You don't know that for sure. The eart crust is still rising in the northern parts of Europe and sinking in the southern in response to the vanished Ice age glaciers. We don't know what in the end the crust will do. Afaik nobody is drilling holes for nuclear waste. Ones we made for mining, salt or cole etc., are being used or considered. Over here for instance we know certain castles existed, but where exactly is lost in time. We're here talking about a few centuries. Good luck keeping registered those waste dumps over tens of millennia. Once people discover traces of mines, they're going to dig to find out what's down there.
Let me introduce you to Finland, who is drilling a mine for nuclear waste: https://www.bbc.com/future/article/...wer-to-spent-nuclear-fuel-waste-by-burying-it The easy part is store it. The hard part is how to warn people away. Which the video discusses.
You haven’t really thought this through. A society sophisticated enough to dig really deep holes for no real reason is also a society that would be aware of radioactivity.
This also assumes the people doing the digging are testing for that. Throughout our civilization we haven't done a great job of protecting the diggers. What happens when they come across that massive clay door? From what I understand, you can't really detect elevated radioactive levels at that point. Open the door though....
Dude, it's got red paint on it. What more do you need? Seriously, that's an elevator shaft. They're burying it. And it's going to be in use for the next 120 years by which time a meteorite, or Elon Musk, will have wiped us out. Onkalo, like the rest of Finland, is very stable geologically and the risk of earthquakes is low. "The rock in Onkalo is migmatite-gneiss: a mixture of two different rock types in one rock," explains Antti Joutsen, principal geologist with Posiva. "It's almost two billion years old and it's very hard."
You're talking about observations of a limited time frame. We don't know if it's a stable movement, we don't know what changing of the magnetic field does to it. We atm are simply extrapolating the limited data we have into the future.
To replace fossile fuel by nuclear energy the Netherlands only already need at least 4 plants to be built. So Europe will have to be densily dotted with plants. So will the waste dumps. I'm pretty sure no country is going to accept other countries waste, so local dump sites have to be created and most of them will be in unstable settings. Many veins of cole or gold etc containing layers have veins continuing on another level, because of shifts that occurred after these were deposited/formed. Nobody can claim these donot occur again, nor when.

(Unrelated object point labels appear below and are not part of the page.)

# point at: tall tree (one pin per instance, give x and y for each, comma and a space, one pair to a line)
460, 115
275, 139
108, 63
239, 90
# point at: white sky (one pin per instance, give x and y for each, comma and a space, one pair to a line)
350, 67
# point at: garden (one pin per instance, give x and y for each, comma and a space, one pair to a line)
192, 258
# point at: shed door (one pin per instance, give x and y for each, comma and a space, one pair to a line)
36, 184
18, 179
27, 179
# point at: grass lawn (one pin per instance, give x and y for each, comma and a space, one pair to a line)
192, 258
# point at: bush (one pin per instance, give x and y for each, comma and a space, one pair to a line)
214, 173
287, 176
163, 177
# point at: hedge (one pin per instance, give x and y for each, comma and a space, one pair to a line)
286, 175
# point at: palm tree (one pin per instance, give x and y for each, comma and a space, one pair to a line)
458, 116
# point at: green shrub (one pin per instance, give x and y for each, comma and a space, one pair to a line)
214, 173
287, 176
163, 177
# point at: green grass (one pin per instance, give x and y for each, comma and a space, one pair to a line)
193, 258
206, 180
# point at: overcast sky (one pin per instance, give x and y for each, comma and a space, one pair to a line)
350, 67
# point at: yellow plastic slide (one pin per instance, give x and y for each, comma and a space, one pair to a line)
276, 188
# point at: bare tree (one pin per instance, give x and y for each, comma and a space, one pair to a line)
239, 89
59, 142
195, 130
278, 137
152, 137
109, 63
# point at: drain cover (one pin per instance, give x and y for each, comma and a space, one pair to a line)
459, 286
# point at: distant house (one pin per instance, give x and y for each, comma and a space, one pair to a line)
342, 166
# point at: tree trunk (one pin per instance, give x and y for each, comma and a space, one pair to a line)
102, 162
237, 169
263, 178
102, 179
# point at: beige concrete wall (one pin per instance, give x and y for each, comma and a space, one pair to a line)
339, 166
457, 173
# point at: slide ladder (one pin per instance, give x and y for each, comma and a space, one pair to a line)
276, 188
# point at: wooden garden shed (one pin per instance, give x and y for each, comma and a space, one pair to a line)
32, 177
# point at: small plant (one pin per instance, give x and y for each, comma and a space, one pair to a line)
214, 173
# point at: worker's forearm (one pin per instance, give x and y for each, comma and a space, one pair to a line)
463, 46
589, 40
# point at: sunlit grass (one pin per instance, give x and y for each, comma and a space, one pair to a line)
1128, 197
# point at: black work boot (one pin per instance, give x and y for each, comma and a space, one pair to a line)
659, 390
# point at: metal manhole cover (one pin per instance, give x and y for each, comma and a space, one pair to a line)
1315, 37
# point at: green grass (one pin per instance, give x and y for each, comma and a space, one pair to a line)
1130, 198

Britain has been burying other countries waste since 2004. It's also been exporting nuclear waste to the US, notably 700kg of highly enriched uranium in 2016.
In the distant future, our sun is going to expand into a red giant, and the earth and everything on it will be destroyed. With that as context, I'm perfectly happy letting whatever humanoids may or may not inhabit earth in a few millions years digging up our buried nuclear waste if it means we can actually keep the earth habitable until then. Who knows, in 50,000 years humanity might figure out a way to neutralize nuclear waste.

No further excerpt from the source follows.